Она уперлась о камень.
— Ну, теперь давайте тянуть вместе! — крикнула она, потянула за ремень, и хорошо натренированные мускулы вздулись на ее округлых руках.
И вот — сначала длительный рывок, потом сильный рывок, потом и тот и другой сразу, и, наконец, она вытянула майора на камень. И тогда она снова расхохоталась. А потом, как это ни странно, вдруг сделалась серьезной и стала отчищать и обтирать его сухими листьями, ветками папоротника, носовым платком и полой своего плаща, как будто он был ребенком, пока он не покраснел от смешанного чувства стыда и тайного удовольствия.

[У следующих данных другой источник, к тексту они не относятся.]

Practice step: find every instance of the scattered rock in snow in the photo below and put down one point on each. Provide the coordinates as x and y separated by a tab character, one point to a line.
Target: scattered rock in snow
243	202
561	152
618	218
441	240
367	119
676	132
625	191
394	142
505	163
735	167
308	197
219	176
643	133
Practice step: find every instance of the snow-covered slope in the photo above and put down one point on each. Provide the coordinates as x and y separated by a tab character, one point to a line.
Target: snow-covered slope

Возвращаясь на ферму, они почти все время молчали; мисс Тэнкфул опять стала очень серьезной. А солнце весело сияло над ними; природа была полна радостью обновления и новой, пробуждающейся жизни; легкий ветерок нашептывал нежные обещания о надеждах, которые должны сбыться летом.

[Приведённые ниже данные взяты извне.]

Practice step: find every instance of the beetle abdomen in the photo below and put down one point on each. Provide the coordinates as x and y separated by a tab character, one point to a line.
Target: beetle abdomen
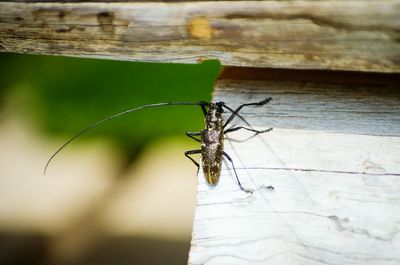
211	154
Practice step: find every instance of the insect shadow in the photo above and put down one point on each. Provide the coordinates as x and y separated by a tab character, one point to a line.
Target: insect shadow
211	138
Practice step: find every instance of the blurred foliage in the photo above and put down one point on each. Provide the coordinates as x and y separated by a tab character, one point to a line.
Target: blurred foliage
63	95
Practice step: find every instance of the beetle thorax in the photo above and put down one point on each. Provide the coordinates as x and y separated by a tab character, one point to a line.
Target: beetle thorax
213	119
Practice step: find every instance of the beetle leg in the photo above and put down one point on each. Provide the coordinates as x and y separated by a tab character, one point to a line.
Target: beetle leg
191	152
235	112
193	134
245	128
237	177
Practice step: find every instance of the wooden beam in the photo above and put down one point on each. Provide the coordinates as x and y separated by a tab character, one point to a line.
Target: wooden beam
339	35
333	160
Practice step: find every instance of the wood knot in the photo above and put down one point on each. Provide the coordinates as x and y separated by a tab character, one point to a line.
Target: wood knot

И они все шли и шли вперед, пока не дошли до дома, сознавая не то с блаженством, не то со страхом, что они уже не те, какими были полчаса тому назад.

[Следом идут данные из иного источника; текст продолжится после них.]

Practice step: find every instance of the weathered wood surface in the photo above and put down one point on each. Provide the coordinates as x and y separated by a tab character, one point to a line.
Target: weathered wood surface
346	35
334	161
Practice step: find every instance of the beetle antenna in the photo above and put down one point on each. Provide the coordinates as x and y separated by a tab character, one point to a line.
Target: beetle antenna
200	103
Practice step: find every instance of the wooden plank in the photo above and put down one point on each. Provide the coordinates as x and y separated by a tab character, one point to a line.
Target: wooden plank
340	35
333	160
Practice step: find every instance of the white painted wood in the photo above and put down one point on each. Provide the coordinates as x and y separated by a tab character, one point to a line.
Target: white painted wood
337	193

Тем не менее у порога мисс Тэнкфул вновь обрела свою былую смелость. Они стояли в передней, и она подала ему ремень. И при этом не могла удержаться, чтобы не сказать:
— Есть вещи, ради которых стоит унизиться, майор Ван-Зандт.
Но она не рассчитывала на смелость молодого человека, и, когда она уже повернулась и собиралась убежать, он схватил ее в объятия и привлек к себе. Я полагаю, что она честно сопротивлялась и, может быть, даже больше испугалась собственных чувств, чем его порыва. Но следует отметить, что, улучив момент сравнительно слабого сопротивления, он поцеловал ее, а затем, сам испугавшись, быстро выпустил, после чего она умчалась в свою комнату и бросилась на кровать, тяжело дыша и в полном смятении. В течение часа или двух она лежала с пылающими щеками, во власти противоречивых мыслей. «Он больше никогда не должен целовать меня, — тихо сказала она самой себе, — если только не…» Но в ее сознание ворвалась совсем иная мысль, и она продолжала: «Я умру, если он больше не будет меня целовать. Я никогда в жизни не смогу поцеловать другого человека». А затем она вздрогнула, заслышав на лестнице шаги, которые за это короткое время научилась узнавать и ожидать, и стук в дверь. Она открыла ее майору Ван-Зандту — бледному, без кровинки в лице, так что на нем снова, как грозное обвинение, слабо проступила красная полоса от удара ее хлыста, нанесенного два дня тому назад. Кровь отхлынула от ее щек, и она молча смотрела на него.
— Только что, — сказал майор Ван-Зандт медленно и с военной точностью, — сюда прибыл отряд драгун и привез некоего капитана Аллана Брустера из коннектикутского полка. Его отправляют в Морристаун для предания суду за мятеж и измену. В частной записке полковник Гамильтон предписывает мне разрешить вам личное свидание с ним, если вы сами этого пожелаете.
Со стремительной и, как часто бывает, безнадежной женской интуицией Тэнкфул догадалась, что в записке содержалось не только это и что ее отношения с капитаном Брустером были известны майору. Но она гордо выпрямилась и, обратив свои правдивые глаза к майору, сказала:
— Да, желаю.
— Ваше желание будет исполнено, мисс Блоссом, — произнес офицер с холодной вежливостью и повернулся кругом, чтобы уйти.
— Одну минуту, майор Ван-Зандт, — поспешно сказала Тэнкфул.
Майор быстро обернулся. Но взор Тэнкфул был задумчиво обращен вперед; его она едва замечала.